In August 2014, the FASB issued ASU 2014-15, Presentation of Financial Statements-Going Concern, Disclosure of Uncertainties about an Entity’s Ability to Continue as a Going Concern. The new standard requires that in connection with preparing financial statements for each annual and interim reporting period, an entity’s management should evaluate and disclose in the notes to the financial statements whether there are conditions or events, considered in the aggregate, that raise substantial doubt about the entity’s ability to continue as a going concern within one year after the date that the financial statements are issued. Management’s evaluation should be based on relevant conditions and events that are known and reasonably knowable at the date that the financial statements are issued (or at the date that the financial statements are available to be issued).

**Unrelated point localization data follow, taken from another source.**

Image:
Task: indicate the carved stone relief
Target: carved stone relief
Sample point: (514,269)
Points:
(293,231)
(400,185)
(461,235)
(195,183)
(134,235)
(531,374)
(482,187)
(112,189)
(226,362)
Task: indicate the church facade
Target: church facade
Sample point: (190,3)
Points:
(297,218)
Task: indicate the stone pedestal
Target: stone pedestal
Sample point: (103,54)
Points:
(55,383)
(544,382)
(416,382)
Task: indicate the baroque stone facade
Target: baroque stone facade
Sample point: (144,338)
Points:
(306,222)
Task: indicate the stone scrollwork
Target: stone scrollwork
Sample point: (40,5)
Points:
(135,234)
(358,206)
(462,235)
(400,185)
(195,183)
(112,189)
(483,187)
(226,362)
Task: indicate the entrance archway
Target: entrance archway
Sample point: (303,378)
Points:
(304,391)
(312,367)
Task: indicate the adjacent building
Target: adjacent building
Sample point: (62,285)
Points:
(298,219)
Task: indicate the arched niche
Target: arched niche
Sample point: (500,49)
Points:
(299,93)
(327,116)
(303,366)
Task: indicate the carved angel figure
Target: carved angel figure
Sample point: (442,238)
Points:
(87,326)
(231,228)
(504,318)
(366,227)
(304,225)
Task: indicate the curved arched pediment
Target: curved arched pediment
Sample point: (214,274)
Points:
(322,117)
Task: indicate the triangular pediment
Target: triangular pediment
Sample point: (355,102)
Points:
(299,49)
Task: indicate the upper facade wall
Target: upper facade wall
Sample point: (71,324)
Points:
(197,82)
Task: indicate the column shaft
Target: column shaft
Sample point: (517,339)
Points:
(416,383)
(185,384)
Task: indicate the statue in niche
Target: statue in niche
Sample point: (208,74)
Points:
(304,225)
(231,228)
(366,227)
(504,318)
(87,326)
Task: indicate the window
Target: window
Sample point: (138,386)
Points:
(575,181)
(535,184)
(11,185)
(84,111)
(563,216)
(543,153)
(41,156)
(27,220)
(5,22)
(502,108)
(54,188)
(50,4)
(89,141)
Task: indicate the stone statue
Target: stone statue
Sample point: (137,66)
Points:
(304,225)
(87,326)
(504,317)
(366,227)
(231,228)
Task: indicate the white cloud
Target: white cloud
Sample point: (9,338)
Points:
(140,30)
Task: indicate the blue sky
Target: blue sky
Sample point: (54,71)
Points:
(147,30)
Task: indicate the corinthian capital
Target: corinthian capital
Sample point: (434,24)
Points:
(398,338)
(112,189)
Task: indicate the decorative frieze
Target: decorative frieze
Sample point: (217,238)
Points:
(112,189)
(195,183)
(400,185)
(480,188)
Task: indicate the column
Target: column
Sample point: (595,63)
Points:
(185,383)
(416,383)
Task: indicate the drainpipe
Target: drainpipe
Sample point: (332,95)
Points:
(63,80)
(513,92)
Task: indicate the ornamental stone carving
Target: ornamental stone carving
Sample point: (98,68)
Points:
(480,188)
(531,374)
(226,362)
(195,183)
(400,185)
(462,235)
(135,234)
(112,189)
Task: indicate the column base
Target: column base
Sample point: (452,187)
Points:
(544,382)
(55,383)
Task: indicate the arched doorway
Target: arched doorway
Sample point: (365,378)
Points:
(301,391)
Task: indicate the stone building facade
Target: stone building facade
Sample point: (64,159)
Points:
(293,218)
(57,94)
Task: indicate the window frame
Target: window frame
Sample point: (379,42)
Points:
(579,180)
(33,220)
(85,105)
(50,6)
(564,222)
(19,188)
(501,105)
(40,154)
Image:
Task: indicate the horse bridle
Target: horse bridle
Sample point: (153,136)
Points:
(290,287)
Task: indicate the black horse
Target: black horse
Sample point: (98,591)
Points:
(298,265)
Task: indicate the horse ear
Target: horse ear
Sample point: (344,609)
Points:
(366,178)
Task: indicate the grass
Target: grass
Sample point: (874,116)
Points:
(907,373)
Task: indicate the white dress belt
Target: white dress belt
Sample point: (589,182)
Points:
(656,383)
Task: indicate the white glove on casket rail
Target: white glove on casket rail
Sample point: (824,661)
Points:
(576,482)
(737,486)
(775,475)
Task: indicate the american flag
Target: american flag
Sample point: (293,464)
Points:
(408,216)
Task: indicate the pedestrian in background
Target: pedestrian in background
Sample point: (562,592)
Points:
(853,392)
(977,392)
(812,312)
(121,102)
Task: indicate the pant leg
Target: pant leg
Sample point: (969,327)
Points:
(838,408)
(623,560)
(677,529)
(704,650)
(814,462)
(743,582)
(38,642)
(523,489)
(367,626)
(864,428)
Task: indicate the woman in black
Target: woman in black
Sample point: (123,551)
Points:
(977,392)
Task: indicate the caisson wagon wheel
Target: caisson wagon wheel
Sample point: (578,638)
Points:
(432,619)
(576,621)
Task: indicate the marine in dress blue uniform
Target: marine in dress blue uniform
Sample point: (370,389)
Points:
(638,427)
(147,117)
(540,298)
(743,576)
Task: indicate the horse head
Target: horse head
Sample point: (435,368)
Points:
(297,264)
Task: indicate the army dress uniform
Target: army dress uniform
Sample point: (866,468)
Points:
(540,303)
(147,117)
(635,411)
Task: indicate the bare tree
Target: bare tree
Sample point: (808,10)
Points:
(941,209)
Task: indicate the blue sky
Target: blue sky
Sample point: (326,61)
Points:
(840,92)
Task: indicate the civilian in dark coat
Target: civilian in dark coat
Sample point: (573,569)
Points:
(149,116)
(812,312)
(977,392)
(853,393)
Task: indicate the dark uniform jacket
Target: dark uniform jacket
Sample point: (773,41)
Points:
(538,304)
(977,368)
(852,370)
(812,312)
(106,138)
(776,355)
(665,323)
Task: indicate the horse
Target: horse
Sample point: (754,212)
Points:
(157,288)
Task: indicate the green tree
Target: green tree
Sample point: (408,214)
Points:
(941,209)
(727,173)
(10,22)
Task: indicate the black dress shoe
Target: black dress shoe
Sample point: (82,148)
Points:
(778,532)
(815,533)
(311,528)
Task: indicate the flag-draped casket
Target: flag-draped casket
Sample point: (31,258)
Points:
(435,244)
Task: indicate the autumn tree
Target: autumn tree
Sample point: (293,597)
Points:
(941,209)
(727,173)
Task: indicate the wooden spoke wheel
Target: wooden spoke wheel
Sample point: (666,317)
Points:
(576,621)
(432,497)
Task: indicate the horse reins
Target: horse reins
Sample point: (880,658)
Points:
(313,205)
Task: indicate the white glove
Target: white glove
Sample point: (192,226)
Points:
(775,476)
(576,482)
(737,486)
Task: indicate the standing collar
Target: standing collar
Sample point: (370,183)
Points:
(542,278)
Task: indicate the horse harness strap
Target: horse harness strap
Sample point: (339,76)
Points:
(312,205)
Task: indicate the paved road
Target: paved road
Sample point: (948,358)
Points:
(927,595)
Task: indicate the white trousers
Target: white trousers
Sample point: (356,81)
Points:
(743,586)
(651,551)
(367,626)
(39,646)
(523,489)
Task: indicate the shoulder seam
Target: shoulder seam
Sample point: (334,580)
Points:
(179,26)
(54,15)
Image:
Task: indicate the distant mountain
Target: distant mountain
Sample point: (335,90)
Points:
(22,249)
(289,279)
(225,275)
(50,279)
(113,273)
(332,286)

If applicable, the Company will be required to disclose (i) the principal conditions or events that raised substantial doubt about the entity’s ability to continue as a going concern (before consideration of management’s plans), (ii) management’s evaluation of the significance of those conditions or events in relation to the entity’s ability to meet its obligations, and (iii) either management’s plans that alleviated substantial doubt about the entity’s ability to continue as a going concern or management’s plans that are intended to mitigate the conditions or events that raise substantial doubt about the entity’s ability to continue as a going concern.
This standard is effective for the Company’s interim and annual consolidated financial statements for fiscal year 2017, with earlier adoption permitted. The Company is currently evaluating the impact of this new standard.